We're also going to have an opening reception for the exhibit this Thursday (Sept 13) at the museum, which starts at 7 pm. There will be a talk, you can meet me if you want, and my favorite part- refreshments (I hear that if we play our cards right, we might get Sam Adams to sponsor the opening). We're also talking about doing a silent auction for some webcomic original art/ digital prints (for those artists who donated pieces for fundraising). Everyone who attends also gets a small goody bag of sorts.

Admission to the opening reception is 10 bucks- unless you're a member of the museum, in which case it's 5.

www.moccany.org

Jen
09.07.07

David here...

Today, September 7, 2007 marks the 4th anniversary of www.clv-comic.com

The comic strip has come along way in 4 years and to mark its progress I have thumbnailed every September 7th anniversary strip from 2003 to 2006 below.

Feel free to revisit some classic storylines, from C'est La Vie's halcyon early days, to 2005's Ax murderer storyline to 2006's Mons. Smokey's solo adventure in Las Vegas story arc.

2003      2004      2005      2006

--- David

David
09.04.07


Because people asked for a poster, I decided to test out the above image, Edvard Munch's The Scream done in the style of C'est La Vie for a small sized poster. You can get it at the shop!
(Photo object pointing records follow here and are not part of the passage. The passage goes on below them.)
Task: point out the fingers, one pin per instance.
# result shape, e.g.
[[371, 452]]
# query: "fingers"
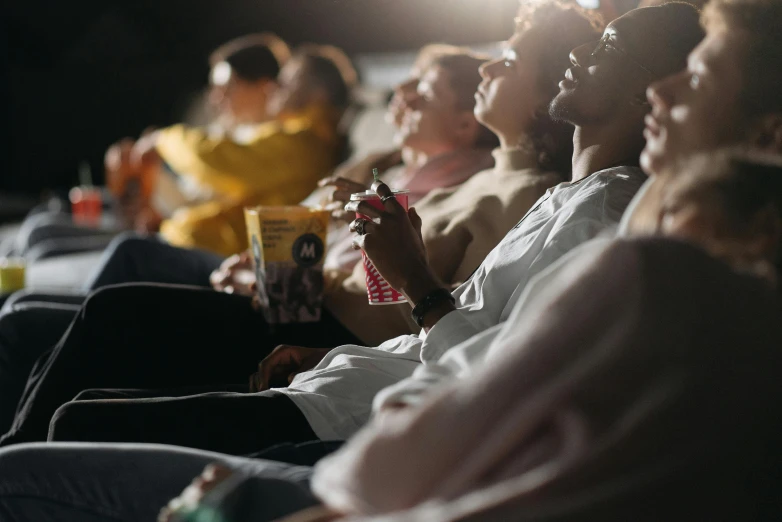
[[365, 209], [368, 226], [387, 196], [342, 196], [390, 159], [415, 219], [281, 361]]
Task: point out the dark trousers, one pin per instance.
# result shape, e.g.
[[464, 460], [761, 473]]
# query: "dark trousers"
[[134, 259], [235, 423], [159, 336]]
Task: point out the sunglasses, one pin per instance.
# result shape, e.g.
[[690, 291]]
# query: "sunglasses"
[[606, 46]]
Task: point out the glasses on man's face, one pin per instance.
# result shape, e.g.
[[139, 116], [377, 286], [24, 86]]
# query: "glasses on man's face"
[[607, 46]]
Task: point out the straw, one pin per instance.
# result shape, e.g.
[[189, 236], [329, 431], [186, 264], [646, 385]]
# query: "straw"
[[85, 174]]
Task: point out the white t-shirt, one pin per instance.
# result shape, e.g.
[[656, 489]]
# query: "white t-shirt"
[[336, 396]]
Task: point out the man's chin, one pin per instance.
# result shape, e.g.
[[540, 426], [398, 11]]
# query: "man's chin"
[[563, 107], [652, 161]]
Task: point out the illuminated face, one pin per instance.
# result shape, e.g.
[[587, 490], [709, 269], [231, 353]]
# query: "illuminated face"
[[698, 109], [509, 95], [607, 76], [293, 92], [432, 116], [237, 100]]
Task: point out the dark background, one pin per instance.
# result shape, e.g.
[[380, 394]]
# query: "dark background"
[[78, 75]]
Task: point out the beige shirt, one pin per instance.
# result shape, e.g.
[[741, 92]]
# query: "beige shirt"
[[461, 225]]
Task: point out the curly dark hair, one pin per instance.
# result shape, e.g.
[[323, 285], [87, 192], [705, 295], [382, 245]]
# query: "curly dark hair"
[[565, 26]]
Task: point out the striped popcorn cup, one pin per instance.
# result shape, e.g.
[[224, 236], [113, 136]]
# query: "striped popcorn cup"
[[379, 291]]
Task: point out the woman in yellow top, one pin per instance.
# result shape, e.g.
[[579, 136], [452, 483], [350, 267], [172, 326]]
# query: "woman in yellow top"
[[275, 163]]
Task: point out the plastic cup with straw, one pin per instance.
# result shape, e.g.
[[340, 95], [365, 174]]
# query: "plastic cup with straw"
[[86, 200]]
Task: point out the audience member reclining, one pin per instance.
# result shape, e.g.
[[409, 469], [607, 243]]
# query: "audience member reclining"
[[334, 399], [571, 417]]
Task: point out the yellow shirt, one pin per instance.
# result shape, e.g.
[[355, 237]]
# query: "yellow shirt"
[[279, 165]]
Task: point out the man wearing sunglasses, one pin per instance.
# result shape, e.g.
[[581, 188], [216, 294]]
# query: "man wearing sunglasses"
[[335, 396], [727, 96]]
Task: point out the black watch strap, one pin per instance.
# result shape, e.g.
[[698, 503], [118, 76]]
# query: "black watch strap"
[[427, 303]]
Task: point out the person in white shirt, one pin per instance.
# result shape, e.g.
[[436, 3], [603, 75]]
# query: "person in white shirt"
[[604, 99], [603, 95], [335, 401]]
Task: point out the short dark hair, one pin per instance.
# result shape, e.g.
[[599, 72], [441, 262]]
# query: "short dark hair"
[[329, 68], [566, 27], [745, 183], [253, 57], [762, 66]]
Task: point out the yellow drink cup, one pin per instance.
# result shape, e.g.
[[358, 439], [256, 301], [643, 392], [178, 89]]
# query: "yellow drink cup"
[[12, 274]]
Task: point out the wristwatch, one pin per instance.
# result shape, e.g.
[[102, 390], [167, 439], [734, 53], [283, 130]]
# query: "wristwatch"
[[427, 303]]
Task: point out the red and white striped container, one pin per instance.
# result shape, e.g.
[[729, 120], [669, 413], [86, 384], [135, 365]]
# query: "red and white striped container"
[[379, 292]]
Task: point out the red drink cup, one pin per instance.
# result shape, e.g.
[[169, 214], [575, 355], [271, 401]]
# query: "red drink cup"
[[86, 205], [379, 291]]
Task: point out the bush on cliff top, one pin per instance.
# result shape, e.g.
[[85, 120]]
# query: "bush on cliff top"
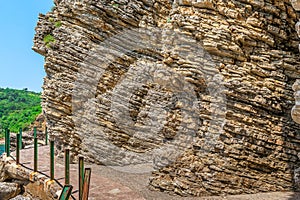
[[18, 109]]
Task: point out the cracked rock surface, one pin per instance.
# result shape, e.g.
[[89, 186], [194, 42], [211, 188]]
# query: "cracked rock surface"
[[198, 91]]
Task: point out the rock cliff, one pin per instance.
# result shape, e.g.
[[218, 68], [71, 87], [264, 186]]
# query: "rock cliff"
[[200, 92]]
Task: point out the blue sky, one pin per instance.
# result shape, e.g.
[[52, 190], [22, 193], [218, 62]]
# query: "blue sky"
[[21, 67]]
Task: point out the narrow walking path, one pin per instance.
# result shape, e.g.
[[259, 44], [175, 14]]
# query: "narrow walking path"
[[108, 183], [100, 187]]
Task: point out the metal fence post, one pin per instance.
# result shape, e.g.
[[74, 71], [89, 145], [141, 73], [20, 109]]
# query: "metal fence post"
[[35, 151], [81, 175], [51, 160], [67, 166]]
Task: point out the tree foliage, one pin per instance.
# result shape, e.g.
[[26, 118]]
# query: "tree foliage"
[[18, 108]]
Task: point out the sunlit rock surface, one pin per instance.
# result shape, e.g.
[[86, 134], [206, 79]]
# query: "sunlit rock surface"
[[199, 92]]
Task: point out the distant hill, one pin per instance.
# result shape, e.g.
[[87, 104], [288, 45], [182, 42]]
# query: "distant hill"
[[18, 108]]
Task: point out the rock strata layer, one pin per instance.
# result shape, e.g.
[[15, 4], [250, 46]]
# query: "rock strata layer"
[[200, 91]]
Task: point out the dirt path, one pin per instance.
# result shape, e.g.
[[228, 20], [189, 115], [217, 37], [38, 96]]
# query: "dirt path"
[[108, 183]]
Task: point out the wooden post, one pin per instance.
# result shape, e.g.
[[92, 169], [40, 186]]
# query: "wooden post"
[[46, 136], [6, 142], [51, 160], [35, 151], [67, 166], [7, 138], [18, 149], [86, 184], [21, 144], [81, 175]]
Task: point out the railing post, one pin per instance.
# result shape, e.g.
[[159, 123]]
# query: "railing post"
[[35, 151], [86, 184], [51, 160], [66, 192], [81, 175], [21, 144], [67, 166], [18, 149], [7, 139], [46, 136]]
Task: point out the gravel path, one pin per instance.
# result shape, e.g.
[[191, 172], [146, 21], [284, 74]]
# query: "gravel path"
[[108, 183]]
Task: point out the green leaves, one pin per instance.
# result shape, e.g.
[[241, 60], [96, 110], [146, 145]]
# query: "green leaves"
[[48, 40], [18, 108]]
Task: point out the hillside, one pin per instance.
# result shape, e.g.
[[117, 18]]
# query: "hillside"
[[18, 108]]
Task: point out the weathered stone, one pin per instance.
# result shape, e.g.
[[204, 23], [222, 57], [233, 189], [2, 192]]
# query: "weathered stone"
[[9, 190], [201, 90], [296, 108], [296, 4]]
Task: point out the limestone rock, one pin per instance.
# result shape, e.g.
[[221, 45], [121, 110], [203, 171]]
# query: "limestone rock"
[[201, 91], [9, 190], [296, 108]]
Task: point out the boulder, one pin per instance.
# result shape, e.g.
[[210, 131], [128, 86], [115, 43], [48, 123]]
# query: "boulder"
[[9, 190]]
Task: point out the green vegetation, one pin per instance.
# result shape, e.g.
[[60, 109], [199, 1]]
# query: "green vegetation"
[[115, 5], [18, 109], [48, 40], [57, 24]]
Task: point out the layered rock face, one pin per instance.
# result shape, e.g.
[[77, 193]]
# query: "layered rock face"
[[198, 91]]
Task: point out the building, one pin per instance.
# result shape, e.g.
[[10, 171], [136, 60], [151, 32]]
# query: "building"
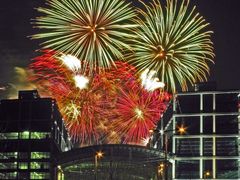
[[209, 148], [32, 134]]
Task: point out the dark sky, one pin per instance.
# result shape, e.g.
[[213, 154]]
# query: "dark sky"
[[223, 15]]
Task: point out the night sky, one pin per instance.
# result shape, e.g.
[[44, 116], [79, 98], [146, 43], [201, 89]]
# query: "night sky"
[[17, 49]]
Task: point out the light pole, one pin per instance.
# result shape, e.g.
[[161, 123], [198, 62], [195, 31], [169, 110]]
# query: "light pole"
[[98, 155], [163, 168]]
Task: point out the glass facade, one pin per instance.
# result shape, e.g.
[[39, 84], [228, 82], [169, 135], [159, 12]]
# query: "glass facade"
[[211, 145], [28, 142]]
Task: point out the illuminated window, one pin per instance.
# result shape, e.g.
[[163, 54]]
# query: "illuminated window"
[[39, 135], [23, 165], [12, 135], [39, 165], [39, 175], [24, 135], [11, 165], [40, 155]]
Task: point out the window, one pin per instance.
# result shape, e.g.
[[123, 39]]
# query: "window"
[[23, 165], [40, 155], [40, 135], [12, 135], [227, 169], [10, 165], [39, 175], [24, 135], [207, 146], [39, 165], [9, 155], [187, 169], [227, 146], [188, 147]]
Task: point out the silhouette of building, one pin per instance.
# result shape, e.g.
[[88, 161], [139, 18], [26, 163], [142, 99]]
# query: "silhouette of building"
[[32, 134], [210, 146]]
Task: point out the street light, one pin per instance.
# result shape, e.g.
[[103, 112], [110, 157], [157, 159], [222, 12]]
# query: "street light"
[[98, 155], [207, 174], [163, 168]]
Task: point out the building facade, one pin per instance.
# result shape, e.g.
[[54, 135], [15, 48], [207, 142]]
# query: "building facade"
[[32, 134], [209, 148]]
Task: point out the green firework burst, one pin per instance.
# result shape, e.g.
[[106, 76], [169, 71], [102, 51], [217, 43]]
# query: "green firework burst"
[[172, 40], [92, 30]]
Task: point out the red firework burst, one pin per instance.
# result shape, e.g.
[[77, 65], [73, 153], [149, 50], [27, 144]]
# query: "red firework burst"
[[138, 111], [113, 106]]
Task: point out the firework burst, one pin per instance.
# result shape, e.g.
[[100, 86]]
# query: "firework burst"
[[94, 31], [80, 100], [137, 111], [173, 42]]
I will be whipping out more designs in other sizes, and if there is anything any of you would like to see go up in the store, just drop me a line: jen_babcock(at)hotmail.com

Jen
09.03.07

Howdy ya'll David here...

I want to wish the all the (United States of) Americans in the audience a happy Labour Day.

While y'all are enjoying your BBQ, Hot Dogs and Turkey Burgers, please take a moment to reflect on the benefits and good things that our brothers and sisters in the labour movement past and present has brought our society, nice things such as the weekend

So on that note, I beseech y'all to remember that the workers control the means of production (except in post-industrial or command economies).